Implications for the Victim

The consequences of this attack are severe. Attackers can use stolen credentials to access sensitive accounts. Depending on the nature of the hacked accounts, attackers could proceed with a wide array of second stage tactics.

If those accounts have financial features, attackers can steal funds, make fraudulent purchases, steal other sensitive data for use in credit fraud or identify theft, or launch further attacks from the victims accounts using the victim’s identity.
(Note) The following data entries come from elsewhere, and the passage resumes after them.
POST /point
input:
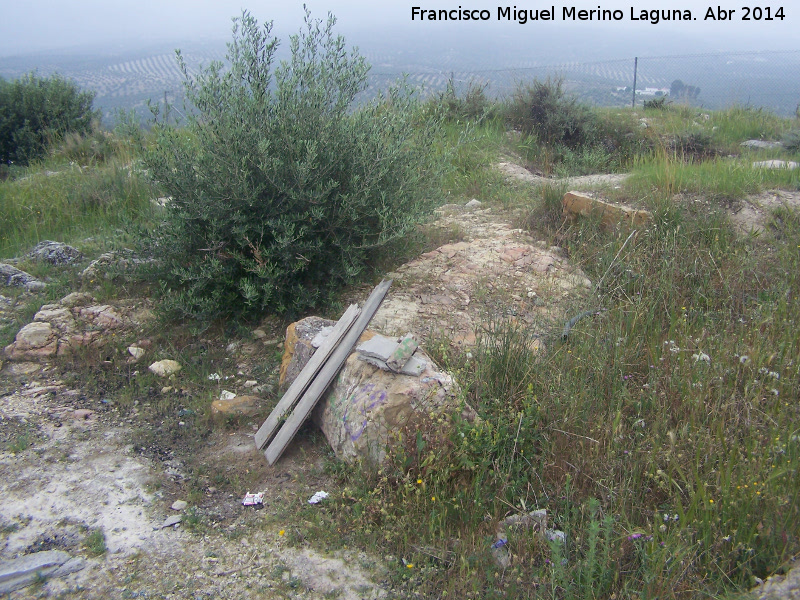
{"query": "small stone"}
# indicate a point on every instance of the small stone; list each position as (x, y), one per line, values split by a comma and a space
(55, 253)
(136, 352)
(171, 521)
(165, 368)
(13, 277)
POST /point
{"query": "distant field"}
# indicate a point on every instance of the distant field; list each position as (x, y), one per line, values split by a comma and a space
(769, 79)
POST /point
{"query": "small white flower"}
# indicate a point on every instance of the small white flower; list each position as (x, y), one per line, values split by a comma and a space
(701, 357)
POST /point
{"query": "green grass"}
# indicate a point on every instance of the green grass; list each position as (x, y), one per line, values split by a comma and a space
(662, 437)
(665, 174)
(95, 543)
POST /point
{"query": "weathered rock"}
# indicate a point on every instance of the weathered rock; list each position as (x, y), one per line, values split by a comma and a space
(33, 342)
(58, 317)
(776, 164)
(761, 144)
(165, 368)
(55, 253)
(238, 405)
(101, 316)
(13, 277)
(298, 348)
(780, 587)
(366, 405)
(576, 204)
(26, 570)
(110, 264)
(77, 299)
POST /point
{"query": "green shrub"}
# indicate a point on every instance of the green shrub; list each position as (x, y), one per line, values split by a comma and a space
(281, 190)
(657, 104)
(35, 111)
(543, 109)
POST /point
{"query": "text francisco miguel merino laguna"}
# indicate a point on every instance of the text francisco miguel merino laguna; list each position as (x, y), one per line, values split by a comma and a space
(570, 13)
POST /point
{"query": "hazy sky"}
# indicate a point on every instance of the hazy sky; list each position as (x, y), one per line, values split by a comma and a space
(54, 24)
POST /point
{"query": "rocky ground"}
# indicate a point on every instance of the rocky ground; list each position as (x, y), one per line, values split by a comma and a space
(75, 460)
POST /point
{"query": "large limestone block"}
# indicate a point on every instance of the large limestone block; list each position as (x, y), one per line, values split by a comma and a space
(576, 204)
(366, 405)
(35, 340)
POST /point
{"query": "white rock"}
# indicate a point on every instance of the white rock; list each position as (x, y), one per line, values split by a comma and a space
(775, 164)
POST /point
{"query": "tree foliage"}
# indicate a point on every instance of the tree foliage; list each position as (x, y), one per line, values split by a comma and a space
(280, 188)
(35, 111)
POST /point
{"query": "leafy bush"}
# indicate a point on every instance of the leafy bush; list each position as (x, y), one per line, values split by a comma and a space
(543, 109)
(281, 190)
(34, 111)
(657, 104)
(472, 106)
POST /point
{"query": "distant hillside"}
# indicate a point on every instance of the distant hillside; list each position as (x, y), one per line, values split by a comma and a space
(129, 79)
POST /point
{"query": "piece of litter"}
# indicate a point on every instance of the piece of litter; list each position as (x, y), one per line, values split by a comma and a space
(318, 497)
(253, 499)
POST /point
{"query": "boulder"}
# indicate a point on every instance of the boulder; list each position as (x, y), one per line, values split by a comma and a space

Also, because the malicious polymorphic extension can revert back to its original state, security teams may struggle to detect the attack.

How to Protect Yourself From Polymorphic Extensions

To defend against polymorphic extensions, users should exercise extreme caution when installing browser add-ons, even those from official stores like the Chrome Web Store. 

Here are actionable tips to avoid being hacked by rouge apps:

• Always verify the legitimacy of an extension by checking its developer, reading independent reviews, and avoiding extensions with vague descriptions or few downloads. 

• Be especially wary of extensions that request excessive permissions, such as those involving chrome.management or activeTab access. 

• Regularly audit installed extensions and disable or remove any that seem unnecessary or suspicious. 

• Implement browser-native security tools that analyze extensions dynamically, detecting runtime behavior anomalies instead of relying solely on permission-based policies.

In the end, users should expect that Google will enhance Chrome’s security model. Some possible solutions include restricting UI modifications by requiring moderator approval, using AI to detect fraudulent changes that attempt to mimic well known apps to prevent deceptive impersonation attacks.

Conclusion

A new attack dubbed the "polymorphic browser extension" has been discovered by security researchers at SquareX Labs. The attack method allows malicious extensions to impersonate legitimate ones, such as password managers and crypto wallets. The technique is posed to be very effective at tricking users into providing sensitive information to be abused. By combining social engineering with browser API abuse and a loophole that fails to validate changes to browser extensions. This technique, reminiscent of a traditional "bait and switch" scam, allows malicious extensions to covertly morph, putting unsuspecting users at risk.